Lift valve, meaning one of the 3 solenoid like cartridges in the plastic box? Or the entires lift piston?
thanks!


----------



## ColvinsPS (Oct 16, 2010)

Probably a valve behind one of those cartridges. You can normally buy them separately at our local plow supply shop.


----------



## cbeaur (Dec 23, 2010)

Thanks. So those cartridges are the valves?


----------



## cbeaur (Dec 23, 2010)

Well, still drops on its own! Changed the valve "cartridge" S1 for the up and down feature. Flushed out pistons put new filter in and fresh oil. Sucker still drops maybe 4 out out of 10 ups. Someone has told me that if i changed the S1 and it still lowers i might have an internal leak valve?

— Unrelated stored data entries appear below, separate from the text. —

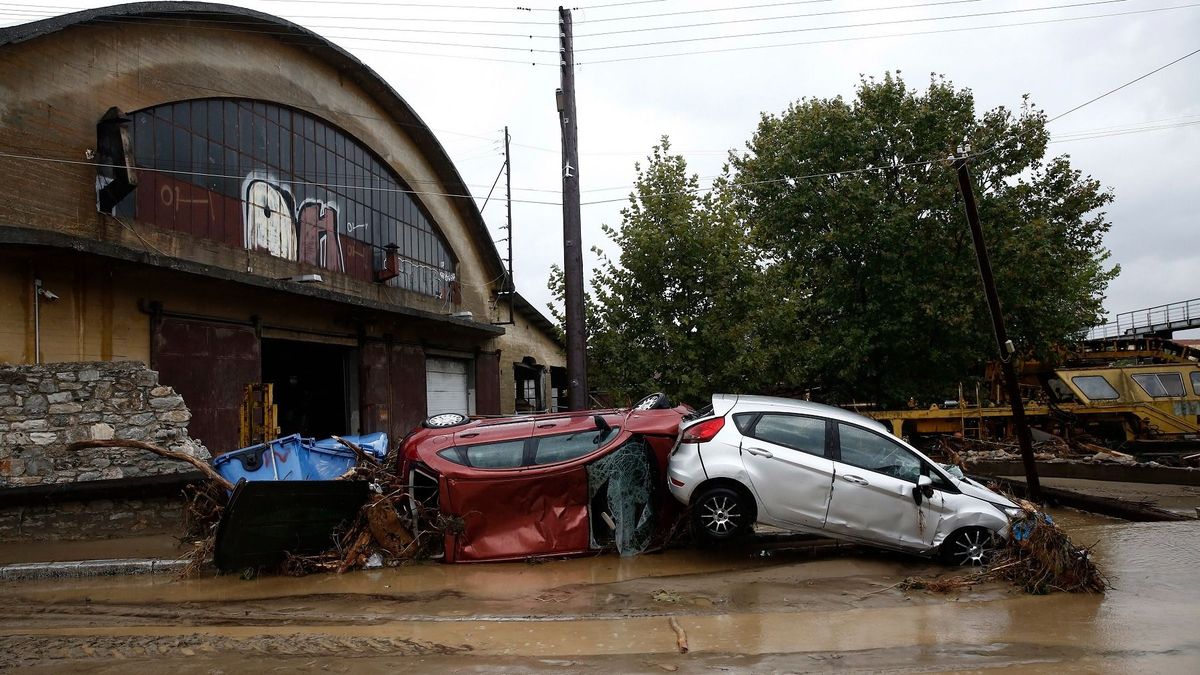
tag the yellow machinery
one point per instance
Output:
(1121, 389)
(259, 416)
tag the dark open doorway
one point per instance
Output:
(315, 387)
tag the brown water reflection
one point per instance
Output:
(787, 611)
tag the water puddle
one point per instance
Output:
(729, 603)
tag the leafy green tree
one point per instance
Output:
(670, 312)
(864, 249)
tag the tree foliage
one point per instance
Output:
(669, 312)
(834, 255)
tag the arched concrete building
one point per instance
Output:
(234, 199)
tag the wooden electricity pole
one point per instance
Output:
(1033, 487)
(573, 245)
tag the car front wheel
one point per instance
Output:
(720, 514)
(970, 547)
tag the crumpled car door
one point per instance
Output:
(519, 514)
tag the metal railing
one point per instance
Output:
(1174, 316)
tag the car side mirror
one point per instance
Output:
(924, 489)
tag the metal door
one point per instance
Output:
(447, 386)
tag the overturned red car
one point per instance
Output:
(552, 484)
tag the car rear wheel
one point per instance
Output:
(970, 547)
(720, 514)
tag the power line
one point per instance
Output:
(869, 24)
(291, 34)
(258, 24)
(892, 35)
(707, 11)
(810, 15)
(1139, 78)
(1087, 135)
(40, 11)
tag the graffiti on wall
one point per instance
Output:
(273, 222)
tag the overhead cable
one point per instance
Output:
(886, 36)
(869, 24)
(787, 17)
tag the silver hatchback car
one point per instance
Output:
(817, 469)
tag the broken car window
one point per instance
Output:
(551, 449)
(873, 452)
(804, 434)
(508, 454)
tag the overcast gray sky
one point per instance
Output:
(469, 70)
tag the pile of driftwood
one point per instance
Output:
(960, 452)
(1038, 557)
(378, 537)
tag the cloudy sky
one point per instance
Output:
(703, 71)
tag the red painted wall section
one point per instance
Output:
(209, 364)
(375, 377)
(393, 388)
(487, 383)
(409, 404)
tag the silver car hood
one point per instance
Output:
(978, 491)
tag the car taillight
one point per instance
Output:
(703, 431)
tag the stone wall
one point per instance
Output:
(93, 519)
(46, 407)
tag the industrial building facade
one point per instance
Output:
(234, 199)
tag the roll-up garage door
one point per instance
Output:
(447, 386)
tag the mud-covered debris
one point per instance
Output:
(664, 596)
(1037, 557)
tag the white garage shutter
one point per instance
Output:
(447, 386)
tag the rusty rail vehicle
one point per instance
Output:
(1122, 390)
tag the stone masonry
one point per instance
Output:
(46, 407)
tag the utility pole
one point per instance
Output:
(1033, 487)
(508, 195)
(573, 245)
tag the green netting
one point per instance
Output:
(622, 487)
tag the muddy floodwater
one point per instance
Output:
(769, 605)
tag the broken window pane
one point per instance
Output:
(1096, 387)
(804, 434)
(564, 447)
(873, 452)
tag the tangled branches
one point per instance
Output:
(1037, 557)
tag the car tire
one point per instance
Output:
(970, 547)
(720, 514)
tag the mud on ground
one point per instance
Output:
(762, 607)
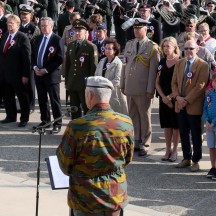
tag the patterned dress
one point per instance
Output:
(93, 152)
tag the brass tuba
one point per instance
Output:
(168, 16)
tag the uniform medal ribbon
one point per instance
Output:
(51, 50)
(82, 60)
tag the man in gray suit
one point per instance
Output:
(141, 58)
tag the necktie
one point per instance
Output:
(185, 78)
(137, 47)
(7, 44)
(40, 53)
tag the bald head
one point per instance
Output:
(191, 48)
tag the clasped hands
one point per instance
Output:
(40, 72)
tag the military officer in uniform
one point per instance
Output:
(101, 31)
(138, 82)
(94, 151)
(81, 62)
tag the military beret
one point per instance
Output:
(99, 82)
(101, 26)
(79, 23)
(139, 23)
(24, 8)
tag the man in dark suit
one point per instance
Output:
(31, 31)
(15, 61)
(189, 82)
(63, 19)
(81, 62)
(48, 54)
(101, 36)
(52, 11)
(3, 29)
(154, 32)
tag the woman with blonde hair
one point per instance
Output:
(167, 115)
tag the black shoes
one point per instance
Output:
(41, 124)
(7, 120)
(22, 124)
(56, 129)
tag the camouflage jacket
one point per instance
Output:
(93, 152)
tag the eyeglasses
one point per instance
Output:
(189, 48)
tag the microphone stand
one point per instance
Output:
(42, 131)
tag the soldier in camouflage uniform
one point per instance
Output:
(94, 151)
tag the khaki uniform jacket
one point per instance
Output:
(194, 90)
(80, 65)
(137, 79)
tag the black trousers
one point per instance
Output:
(53, 90)
(22, 92)
(190, 124)
(77, 98)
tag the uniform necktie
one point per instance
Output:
(7, 44)
(40, 54)
(185, 78)
(137, 47)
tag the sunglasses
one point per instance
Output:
(189, 48)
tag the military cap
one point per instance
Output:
(101, 26)
(145, 7)
(24, 8)
(211, 2)
(70, 3)
(99, 82)
(139, 23)
(79, 23)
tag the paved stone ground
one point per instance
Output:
(152, 184)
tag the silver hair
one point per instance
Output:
(49, 19)
(101, 93)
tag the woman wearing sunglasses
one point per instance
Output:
(168, 117)
(110, 67)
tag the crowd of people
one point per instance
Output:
(168, 50)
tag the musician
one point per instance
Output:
(190, 27)
(131, 11)
(118, 20)
(138, 82)
(99, 42)
(154, 28)
(31, 31)
(209, 18)
(167, 28)
(63, 19)
(205, 38)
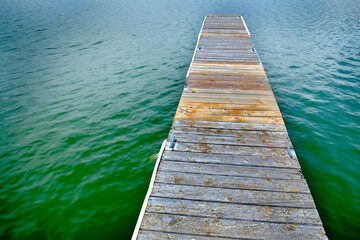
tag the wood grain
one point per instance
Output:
(232, 172)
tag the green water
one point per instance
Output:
(88, 90)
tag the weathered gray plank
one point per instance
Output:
(232, 159)
(281, 199)
(229, 175)
(234, 211)
(230, 228)
(231, 133)
(229, 149)
(268, 173)
(231, 140)
(156, 235)
(220, 181)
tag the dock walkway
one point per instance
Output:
(232, 172)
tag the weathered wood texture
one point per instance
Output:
(229, 175)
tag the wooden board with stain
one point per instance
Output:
(232, 172)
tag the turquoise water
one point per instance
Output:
(88, 90)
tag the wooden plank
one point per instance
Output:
(234, 211)
(149, 234)
(232, 140)
(270, 120)
(228, 112)
(233, 182)
(231, 125)
(232, 159)
(246, 134)
(228, 96)
(226, 91)
(229, 149)
(228, 175)
(267, 173)
(228, 106)
(230, 228)
(264, 198)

Any other ideas?


----------



## no lead (Dec 10, 2008)

try a different controler.


----------



## cbeaur (Dec 23, 2010)

thats my next step. any recommendations where to buy online?


----------



## no lead (Dec 10, 2008)

i would find someone that has a similar plow and try theirs. any good plow dealer should let you try a new one before you randomly buy one.


----------



## no lead (Dec 10, 2008)

i would find someone that has a similar plow and try theirs. any good plow dealer should let you try a new one before you randomly buy one. a western control is the same.


----------



## Clint S (Feb 12, 2008)

Do you have a fish stick??? Last season my plow would drop suddenly when driving down the road, truck just sitting ect. It would only happen if the power was on. It finally got so bad it would drop and put itself into float on its own when backing up after a push. Took the stick apart several times with no fix. It was probably the circuit board, but for $100 extra I got the new style controller without the mode button and not only did it fix the problem, but it is a better all around set up.


----------



## B&B (Nov 4, 2006)

Raise it up and disconnect the controller for a while while transporting. If it stops dropping you found the culprit.

Not uncommon for water/ice in the grill connector to cause it either.


----------